Microscopic interactions at polymer interfaces significantly influence material performance in numerous nanostructured polymeric materials. At nanoscale interfaces, polymers exhibit altered mechanical and dynamical behaviors due to confinement effects and interface interactions. Despite significant interest in these materials, there is an incomplete understanding of how modified molecular mobility at interfaces impacts rheological properties. We investigate the nanoscale interfacial rheology of glass-forming fluids, emphasizing the interplay between interface effects on glass transition temperature (T_g) gradients and polymer chain connectivity. We report on molecular dynamics simulations probing the question of how dynamical gradients in T_g and segmental relaxation time near interfaces translate into gradients in chain relaxation and viscosity.

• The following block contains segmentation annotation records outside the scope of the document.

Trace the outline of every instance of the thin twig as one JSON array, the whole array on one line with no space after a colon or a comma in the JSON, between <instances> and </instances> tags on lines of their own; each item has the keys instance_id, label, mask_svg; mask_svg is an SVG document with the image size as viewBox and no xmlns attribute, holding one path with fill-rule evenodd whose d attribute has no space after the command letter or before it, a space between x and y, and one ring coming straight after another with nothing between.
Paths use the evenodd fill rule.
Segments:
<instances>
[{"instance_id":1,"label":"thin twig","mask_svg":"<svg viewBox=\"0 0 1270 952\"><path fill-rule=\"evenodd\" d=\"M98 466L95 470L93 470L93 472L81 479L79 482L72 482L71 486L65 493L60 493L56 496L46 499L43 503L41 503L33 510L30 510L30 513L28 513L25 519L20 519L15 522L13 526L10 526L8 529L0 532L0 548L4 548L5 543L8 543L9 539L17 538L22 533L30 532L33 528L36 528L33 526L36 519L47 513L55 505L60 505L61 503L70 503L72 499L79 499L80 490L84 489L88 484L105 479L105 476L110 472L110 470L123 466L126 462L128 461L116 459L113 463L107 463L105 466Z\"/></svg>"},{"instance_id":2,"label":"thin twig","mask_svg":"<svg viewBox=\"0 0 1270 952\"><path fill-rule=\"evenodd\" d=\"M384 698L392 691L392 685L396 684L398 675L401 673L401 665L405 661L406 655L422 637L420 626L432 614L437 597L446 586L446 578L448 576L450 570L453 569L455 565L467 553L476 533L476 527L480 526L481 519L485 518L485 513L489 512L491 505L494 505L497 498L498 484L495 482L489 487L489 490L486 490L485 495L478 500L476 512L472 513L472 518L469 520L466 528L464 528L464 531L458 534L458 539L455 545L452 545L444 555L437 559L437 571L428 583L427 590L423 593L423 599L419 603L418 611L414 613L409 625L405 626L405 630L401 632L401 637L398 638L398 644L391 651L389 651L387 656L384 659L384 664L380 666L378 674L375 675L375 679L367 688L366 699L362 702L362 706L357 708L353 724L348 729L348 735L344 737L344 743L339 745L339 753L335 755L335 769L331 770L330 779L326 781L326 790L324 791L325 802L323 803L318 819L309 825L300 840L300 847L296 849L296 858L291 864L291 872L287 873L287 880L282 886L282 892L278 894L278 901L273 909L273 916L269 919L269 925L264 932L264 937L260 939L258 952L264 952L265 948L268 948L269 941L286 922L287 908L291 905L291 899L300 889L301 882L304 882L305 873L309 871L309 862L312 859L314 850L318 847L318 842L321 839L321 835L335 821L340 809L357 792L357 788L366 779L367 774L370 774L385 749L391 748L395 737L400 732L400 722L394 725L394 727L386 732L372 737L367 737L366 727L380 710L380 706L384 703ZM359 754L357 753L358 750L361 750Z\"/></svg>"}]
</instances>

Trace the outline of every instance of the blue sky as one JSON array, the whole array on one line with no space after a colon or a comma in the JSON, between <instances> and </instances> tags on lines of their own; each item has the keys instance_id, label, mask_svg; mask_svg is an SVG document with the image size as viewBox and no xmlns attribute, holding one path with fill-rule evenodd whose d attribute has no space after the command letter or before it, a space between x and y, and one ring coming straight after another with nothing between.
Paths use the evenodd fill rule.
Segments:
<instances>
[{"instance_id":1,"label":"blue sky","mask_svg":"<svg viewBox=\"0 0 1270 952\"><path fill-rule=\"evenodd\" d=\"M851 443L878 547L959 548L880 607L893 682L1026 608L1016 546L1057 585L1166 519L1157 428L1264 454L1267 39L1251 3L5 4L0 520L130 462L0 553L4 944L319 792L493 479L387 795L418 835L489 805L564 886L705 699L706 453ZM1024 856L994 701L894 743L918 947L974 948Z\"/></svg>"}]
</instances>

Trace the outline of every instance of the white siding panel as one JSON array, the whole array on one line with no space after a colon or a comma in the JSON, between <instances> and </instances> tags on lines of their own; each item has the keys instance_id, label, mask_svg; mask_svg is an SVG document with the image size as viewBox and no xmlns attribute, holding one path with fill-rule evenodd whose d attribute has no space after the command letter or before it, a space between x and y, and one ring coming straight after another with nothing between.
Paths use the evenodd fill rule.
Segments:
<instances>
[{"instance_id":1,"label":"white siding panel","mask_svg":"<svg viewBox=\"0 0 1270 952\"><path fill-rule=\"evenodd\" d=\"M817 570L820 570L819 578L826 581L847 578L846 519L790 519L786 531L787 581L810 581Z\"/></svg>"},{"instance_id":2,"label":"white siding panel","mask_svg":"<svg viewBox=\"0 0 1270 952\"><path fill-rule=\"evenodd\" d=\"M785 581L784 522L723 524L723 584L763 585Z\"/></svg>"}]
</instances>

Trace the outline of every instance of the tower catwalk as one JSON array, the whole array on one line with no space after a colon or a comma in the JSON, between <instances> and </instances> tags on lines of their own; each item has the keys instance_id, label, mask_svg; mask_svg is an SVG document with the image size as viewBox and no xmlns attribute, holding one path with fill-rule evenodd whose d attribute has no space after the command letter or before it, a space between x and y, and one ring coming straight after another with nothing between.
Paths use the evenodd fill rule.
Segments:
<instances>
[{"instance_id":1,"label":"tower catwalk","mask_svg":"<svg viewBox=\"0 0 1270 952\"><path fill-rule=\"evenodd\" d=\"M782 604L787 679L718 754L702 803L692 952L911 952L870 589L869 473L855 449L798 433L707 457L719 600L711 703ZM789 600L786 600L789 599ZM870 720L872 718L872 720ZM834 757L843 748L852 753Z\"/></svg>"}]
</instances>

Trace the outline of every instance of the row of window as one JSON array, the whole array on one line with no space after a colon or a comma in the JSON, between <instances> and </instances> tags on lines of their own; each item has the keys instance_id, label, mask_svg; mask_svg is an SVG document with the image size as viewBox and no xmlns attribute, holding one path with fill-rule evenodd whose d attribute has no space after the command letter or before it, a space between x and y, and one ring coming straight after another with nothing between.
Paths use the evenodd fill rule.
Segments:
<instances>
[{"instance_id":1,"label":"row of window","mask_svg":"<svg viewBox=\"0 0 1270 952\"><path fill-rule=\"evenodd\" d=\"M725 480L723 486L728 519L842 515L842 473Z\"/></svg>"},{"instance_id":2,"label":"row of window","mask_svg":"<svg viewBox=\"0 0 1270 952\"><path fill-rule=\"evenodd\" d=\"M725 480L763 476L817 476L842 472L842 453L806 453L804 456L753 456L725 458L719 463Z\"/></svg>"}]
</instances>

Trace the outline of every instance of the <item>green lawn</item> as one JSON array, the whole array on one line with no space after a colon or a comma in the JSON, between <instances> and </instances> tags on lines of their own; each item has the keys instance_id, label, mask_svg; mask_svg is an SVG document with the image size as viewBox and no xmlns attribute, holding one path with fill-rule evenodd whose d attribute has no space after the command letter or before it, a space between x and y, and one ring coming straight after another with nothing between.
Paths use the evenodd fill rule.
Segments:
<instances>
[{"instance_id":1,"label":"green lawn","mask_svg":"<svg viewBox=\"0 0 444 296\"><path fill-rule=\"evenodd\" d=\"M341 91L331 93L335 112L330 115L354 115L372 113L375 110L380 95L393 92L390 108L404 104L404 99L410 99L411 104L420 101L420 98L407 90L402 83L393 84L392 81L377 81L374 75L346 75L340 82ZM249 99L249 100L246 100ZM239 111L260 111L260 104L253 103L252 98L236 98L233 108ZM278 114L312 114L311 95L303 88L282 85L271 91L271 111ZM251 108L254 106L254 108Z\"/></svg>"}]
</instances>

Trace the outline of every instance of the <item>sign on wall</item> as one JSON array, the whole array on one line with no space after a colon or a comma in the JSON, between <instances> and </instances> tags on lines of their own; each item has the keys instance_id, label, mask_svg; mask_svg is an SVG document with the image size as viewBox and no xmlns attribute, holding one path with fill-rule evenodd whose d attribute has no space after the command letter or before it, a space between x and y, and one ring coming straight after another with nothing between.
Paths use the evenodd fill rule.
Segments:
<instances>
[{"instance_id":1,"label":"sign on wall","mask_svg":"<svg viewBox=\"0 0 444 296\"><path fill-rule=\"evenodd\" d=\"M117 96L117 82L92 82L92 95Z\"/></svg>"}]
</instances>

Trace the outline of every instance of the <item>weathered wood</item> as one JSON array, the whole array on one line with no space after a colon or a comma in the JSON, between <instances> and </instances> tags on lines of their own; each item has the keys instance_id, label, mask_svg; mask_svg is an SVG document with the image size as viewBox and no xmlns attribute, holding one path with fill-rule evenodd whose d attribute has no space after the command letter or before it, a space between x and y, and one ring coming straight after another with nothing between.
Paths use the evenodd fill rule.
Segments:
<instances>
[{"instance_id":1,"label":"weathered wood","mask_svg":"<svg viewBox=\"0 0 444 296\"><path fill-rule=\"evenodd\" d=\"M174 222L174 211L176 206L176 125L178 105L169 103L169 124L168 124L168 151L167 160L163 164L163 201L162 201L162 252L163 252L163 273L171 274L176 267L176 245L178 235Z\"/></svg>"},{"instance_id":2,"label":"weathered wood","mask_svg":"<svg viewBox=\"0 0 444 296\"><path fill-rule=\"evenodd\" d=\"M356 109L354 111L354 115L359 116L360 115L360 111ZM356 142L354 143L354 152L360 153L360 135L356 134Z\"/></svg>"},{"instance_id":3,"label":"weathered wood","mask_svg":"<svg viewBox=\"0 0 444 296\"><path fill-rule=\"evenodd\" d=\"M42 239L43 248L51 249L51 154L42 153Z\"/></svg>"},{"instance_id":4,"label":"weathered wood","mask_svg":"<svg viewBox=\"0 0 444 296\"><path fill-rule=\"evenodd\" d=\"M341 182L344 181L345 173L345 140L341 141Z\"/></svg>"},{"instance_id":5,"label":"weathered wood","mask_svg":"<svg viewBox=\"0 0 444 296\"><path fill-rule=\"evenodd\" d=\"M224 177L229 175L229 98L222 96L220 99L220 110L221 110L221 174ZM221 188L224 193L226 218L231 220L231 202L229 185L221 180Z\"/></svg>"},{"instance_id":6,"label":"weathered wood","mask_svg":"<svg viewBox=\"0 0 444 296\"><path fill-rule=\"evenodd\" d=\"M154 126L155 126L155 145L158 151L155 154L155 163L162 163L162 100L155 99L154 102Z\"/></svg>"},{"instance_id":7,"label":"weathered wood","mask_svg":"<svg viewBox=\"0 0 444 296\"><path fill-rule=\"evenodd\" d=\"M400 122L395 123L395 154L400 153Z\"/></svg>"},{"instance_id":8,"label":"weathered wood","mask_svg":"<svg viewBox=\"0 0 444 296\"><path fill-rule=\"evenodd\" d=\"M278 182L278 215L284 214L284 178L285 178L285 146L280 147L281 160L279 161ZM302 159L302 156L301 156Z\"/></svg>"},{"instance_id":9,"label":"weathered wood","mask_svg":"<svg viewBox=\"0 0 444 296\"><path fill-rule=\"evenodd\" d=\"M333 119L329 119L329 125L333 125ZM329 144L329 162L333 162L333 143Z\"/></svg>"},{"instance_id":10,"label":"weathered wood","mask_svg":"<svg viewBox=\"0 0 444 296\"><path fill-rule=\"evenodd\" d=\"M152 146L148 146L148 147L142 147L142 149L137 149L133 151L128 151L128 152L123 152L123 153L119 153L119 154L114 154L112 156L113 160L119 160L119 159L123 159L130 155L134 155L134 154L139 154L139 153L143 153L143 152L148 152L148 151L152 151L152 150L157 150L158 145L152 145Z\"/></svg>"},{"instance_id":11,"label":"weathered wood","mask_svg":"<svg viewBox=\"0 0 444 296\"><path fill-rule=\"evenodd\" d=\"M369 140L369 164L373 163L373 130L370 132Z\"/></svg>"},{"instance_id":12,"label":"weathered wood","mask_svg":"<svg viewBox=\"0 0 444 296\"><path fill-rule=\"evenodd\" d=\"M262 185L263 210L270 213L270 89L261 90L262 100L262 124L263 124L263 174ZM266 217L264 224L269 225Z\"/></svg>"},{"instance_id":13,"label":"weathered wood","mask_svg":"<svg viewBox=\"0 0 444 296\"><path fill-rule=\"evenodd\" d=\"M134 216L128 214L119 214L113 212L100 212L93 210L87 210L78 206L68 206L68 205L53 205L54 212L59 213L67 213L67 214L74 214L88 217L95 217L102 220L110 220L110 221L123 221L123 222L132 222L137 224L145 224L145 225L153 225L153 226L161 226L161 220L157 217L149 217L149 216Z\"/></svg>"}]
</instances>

We find that polymer chain connectivity substantially modulates dynamical gradients at a whole-chain-motion level, with chain motion exhibiting gradient behavior distinct from that of segmental dynamics. We discuss potential updates to classical theories of polymer chain dynamics to account for behavior in these large, spatially organized dynamical gradients. These insights are relevant to a range of technologies from thin film processing to nanocomposite mechanics.